Anyway, Unpersoning is easy but it runs into risks if say, the Unperson is the one with the kids and the other kids play with those kids. It can be harder to isolate the kids and you know, the parents and adults don’t want to tell the kids ‘don’t talk to them, they did a divorce,’ so instead it’s just social pressure, a sort of low-key pushing away from shared events with that kid or those kids. This is obviously, a tough one. The good news is that kids just have enough suffering and struggles to go through because it’s not like they’re people with agency and emotional needs.
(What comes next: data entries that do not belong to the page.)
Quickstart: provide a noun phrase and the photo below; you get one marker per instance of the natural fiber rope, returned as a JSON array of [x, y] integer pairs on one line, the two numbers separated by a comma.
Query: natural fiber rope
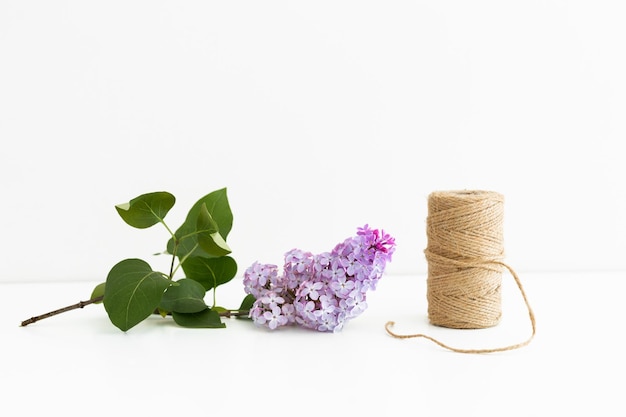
[[464, 254]]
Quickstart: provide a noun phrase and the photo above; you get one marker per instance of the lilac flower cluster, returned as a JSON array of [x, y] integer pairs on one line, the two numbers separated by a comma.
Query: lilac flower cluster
[[323, 291]]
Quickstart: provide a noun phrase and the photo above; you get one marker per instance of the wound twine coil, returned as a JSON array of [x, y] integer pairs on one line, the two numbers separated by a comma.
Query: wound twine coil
[[465, 255]]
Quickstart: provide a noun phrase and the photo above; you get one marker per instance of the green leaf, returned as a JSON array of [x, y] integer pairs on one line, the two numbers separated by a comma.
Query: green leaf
[[187, 297], [206, 318], [217, 205], [209, 238], [98, 291], [246, 304], [147, 209], [210, 272], [132, 292]]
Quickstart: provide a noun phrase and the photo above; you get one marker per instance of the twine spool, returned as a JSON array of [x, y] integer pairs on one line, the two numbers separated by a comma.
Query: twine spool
[[465, 255], [464, 230]]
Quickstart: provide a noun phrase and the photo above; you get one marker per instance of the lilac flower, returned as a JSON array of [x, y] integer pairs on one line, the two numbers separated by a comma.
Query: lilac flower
[[323, 291], [274, 318]]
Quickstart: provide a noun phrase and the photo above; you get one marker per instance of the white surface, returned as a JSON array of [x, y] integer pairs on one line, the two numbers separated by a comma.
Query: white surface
[[78, 363], [318, 117]]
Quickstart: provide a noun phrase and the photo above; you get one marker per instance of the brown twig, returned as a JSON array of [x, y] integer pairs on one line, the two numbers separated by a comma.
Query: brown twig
[[61, 310]]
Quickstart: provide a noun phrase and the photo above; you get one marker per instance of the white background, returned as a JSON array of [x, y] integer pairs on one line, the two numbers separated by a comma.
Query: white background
[[318, 117]]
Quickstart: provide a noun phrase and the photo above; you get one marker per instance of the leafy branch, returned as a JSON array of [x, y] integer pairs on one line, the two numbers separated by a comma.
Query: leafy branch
[[133, 290]]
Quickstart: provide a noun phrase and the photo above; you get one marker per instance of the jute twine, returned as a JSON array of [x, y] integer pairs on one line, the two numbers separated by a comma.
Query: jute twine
[[465, 255]]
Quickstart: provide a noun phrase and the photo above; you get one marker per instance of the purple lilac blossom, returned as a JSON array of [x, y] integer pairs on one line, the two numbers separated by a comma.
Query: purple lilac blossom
[[320, 292]]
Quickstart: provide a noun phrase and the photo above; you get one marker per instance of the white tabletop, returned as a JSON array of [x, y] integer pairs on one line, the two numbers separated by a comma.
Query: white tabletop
[[78, 363]]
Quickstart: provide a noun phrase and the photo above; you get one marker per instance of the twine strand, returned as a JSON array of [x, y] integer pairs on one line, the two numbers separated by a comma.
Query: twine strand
[[389, 325], [464, 253]]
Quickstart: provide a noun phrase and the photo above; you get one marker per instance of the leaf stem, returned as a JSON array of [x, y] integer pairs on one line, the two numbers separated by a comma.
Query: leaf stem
[[80, 304], [234, 313]]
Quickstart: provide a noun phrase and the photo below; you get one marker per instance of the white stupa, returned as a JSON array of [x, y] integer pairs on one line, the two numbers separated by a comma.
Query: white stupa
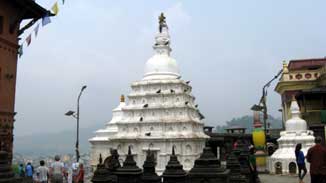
[[160, 113], [295, 132]]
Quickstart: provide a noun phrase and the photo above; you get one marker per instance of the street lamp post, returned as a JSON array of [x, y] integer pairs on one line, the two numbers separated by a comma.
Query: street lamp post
[[76, 115], [262, 103]]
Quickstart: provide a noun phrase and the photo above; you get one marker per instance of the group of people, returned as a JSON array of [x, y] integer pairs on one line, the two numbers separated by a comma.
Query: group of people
[[316, 156], [56, 173]]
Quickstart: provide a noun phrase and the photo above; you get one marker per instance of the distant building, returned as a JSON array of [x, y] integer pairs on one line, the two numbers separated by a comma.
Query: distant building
[[306, 81], [12, 12]]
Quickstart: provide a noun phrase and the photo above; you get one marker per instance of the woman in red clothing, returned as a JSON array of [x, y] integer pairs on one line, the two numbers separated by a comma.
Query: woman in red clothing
[[80, 175]]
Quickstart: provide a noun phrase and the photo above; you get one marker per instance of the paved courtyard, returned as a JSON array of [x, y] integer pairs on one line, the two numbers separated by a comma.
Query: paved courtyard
[[267, 178]]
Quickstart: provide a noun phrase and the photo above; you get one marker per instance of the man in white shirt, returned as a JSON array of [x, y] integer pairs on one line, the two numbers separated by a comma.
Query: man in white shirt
[[57, 170], [42, 172]]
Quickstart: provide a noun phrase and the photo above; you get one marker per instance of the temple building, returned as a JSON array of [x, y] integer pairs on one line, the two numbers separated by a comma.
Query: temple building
[[160, 113], [12, 12], [306, 80]]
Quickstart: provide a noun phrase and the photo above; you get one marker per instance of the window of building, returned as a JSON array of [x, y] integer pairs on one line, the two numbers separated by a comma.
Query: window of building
[[1, 24]]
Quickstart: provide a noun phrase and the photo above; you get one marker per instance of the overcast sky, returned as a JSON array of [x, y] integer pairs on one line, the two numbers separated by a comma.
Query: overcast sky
[[228, 50]]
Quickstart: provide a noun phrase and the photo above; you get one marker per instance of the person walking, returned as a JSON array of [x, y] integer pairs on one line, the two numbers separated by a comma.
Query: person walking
[[57, 170], [29, 170], [21, 170], [316, 156], [42, 173], [80, 175], [253, 167], [300, 159]]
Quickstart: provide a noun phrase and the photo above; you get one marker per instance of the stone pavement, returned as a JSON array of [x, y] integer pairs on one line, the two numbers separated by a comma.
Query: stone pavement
[[268, 178]]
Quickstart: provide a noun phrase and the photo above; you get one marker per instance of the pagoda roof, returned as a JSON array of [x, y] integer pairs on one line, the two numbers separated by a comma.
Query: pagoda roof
[[301, 64], [32, 9], [235, 127]]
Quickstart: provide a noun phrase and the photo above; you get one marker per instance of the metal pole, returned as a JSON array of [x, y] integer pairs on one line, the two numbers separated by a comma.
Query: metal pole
[[77, 140]]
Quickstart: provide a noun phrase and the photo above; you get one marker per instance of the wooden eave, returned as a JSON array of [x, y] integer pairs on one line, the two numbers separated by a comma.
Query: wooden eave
[[283, 86], [31, 9]]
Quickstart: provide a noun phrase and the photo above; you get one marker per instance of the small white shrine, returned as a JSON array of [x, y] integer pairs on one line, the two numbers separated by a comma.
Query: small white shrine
[[283, 161], [160, 113]]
Heck, just tell the kids that one of the parents died, and call the parent that’s still around a widow and let the kids think that. Even if the other parent is in the church and the kid just doesn’t recognise them! What’s wrong with a bit of gaslighting? They’re kids, they won’t remember and be messed up by this!

The Whole Church Divorces

Then there’s another option which is… weird to see in action but I’ve absolutely seen it. In the case of a Church Divorce, basically, everyone in the church picks one side of the conversation, and then only interact with that side of it. I’ve noticed this only happened in the churches which were small enough that only one couple could have a divorce at a time – larger churches, this strategy tends to create weird shattering spaces where people have to organise a kind of chart to work out whether or not the person they were talking to could recognise the existence of another person or not.
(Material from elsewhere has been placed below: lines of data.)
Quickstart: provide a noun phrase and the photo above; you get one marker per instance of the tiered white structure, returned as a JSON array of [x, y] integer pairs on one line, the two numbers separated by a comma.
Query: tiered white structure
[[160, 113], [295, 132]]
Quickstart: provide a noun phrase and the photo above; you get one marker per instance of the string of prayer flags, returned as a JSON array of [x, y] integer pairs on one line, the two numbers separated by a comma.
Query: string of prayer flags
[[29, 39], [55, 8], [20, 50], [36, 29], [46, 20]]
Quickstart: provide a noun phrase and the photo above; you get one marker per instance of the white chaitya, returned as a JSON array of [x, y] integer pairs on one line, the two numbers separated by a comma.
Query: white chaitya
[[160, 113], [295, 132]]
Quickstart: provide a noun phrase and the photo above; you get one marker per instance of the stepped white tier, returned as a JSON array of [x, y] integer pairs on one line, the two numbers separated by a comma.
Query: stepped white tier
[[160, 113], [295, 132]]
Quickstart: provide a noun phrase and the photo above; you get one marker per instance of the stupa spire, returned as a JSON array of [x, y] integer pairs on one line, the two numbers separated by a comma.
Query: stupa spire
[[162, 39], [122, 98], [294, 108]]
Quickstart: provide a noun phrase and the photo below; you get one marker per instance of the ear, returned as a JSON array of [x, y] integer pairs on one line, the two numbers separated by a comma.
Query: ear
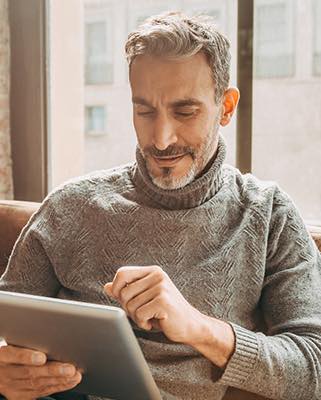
[[230, 100]]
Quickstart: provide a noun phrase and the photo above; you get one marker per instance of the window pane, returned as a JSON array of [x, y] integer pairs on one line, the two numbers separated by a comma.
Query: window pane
[[95, 119], [273, 39], [317, 37], [287, 118], [97, 70]]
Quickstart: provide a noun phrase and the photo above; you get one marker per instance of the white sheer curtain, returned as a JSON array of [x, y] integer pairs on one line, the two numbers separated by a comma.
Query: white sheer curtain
[[6, 186]]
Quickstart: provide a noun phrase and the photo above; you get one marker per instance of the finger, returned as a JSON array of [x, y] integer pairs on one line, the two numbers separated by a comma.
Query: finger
[[129, 292], [144, 298], [126, 275], [50, 369], [41, 384], [19, 355], [145, 314], [108, 289], [51, 389]]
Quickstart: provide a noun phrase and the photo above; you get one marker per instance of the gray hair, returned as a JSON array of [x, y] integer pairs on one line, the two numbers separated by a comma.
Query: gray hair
[[174, 35]]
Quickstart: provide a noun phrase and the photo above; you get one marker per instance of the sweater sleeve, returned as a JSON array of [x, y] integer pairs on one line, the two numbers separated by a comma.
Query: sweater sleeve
[[284, 363], [30, 267]]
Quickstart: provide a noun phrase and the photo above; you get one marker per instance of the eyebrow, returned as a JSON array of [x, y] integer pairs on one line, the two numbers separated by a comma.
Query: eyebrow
[[177, 103]]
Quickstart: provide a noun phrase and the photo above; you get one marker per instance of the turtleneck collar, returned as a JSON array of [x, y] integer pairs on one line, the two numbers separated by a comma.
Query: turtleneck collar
[[192, 195]]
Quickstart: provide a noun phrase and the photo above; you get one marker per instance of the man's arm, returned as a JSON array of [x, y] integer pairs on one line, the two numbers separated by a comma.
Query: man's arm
[[29, 269], [283, 364]]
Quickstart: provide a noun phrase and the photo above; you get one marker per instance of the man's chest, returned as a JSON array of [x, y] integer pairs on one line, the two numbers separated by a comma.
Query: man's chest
[[212, 263]]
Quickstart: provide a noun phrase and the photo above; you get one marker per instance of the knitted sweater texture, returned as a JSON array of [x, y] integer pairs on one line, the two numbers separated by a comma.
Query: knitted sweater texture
[[235, 247]]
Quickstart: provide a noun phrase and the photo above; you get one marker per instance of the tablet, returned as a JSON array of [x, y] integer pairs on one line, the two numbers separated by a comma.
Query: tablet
[[96, 338]]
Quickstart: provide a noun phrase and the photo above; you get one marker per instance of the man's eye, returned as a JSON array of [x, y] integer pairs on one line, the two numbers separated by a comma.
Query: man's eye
[[145, 113]]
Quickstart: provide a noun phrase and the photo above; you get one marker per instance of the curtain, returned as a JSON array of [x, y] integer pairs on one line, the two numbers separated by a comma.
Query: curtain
[[6, 185]]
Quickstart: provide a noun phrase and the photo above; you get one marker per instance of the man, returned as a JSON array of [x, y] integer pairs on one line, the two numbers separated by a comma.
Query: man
[[200, 257]]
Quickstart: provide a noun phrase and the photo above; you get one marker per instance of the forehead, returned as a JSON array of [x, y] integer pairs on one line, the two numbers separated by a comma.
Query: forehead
[[160, 79]]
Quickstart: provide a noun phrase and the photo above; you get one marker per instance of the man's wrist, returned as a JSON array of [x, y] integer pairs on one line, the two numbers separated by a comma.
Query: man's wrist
[[213, 338]]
This technique is pretty solid in those smaller groups though. Because suddenly you’re not feeling like you did something bad or excluded a person, you’re not Abandoning Fellowship, or Punishing a Person. It’s actually much more like half the church gets social anxiety, and it can be as simple as ‘hey, did I talk to that person more recently than the other? well, I don’t want to talk about the d word, so… soo I guess I’ll just never talk to that other person, ever again!’

Remember, one of the things that God gives you is strength and courage, which you should never use to do anything modestly socially uncomfortable.

1 Comment

  1. @updates @Talen_Lee a super interesting read – and your pro-divorce words are similar to the ones you gave me back when I was considering the same.